Sunday, November 28, 2010

Weekend Buffet

Reading

Time for some selected weekend musings. Here's a link I just can't emphasize enough. It's to Dr. Brett Steenbarger's Trader Feed blog. Until its end earlier this year, I was an avid daily reader of this. I credit Dr. Brett in large measure for my trading turning profitable, and he was the inspiration for my starting this blog. To his credit, the blog is still up and searchable, though no longer updated since he went private.

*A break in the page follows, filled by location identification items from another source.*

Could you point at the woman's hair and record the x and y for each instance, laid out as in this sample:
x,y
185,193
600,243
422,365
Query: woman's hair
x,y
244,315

If you've never read Trader Feed, you owe it to yourself. It is an impressive collection of psychological insight into the art and science of trading. You will be a better trader (and a better person) for reading it: traderfeed.blogspot.com/

Dr. Steenbarger has also written several books. I've read The Psychology of Trading: Tools and Techniques for Minding the Markets and it was great. Here's an Amazon link to all of them. This is definitely worth taking a look at too: www.amazon.com

Chart of the Week

There's been a lot of interest in gold lately, what with it setting new record highs. While wandering the web, I found this chart over on Wikipedia. I find it both fascinating and depressing. It plots the value of the US dollar against gold from 1954 to 2003. This chart is worth discussing in more detail later on, but for now, here it is:I'm not quite old enough to remember the very left edge of this chart, but I do remember the days when gas was 26 cents a gallon and a postage stamp was 4 cents. Today both gas and stamps are about an order of magnitude more expensive. But does a gallon of gas get my car ten times further than it did back in the 50's? Does a letter get delivered 10 times faster? No and no.

Gas and mail (and cars and college educations and everything else) are the same today as they were back then. What has changed is that the value of our currency has shriveled to near worthlessness. We're not quite to the stage of Weimar Republic wheelbarrows of cash to buy a loaf of bread - just yet anyway. But looking at this chart makes me sad.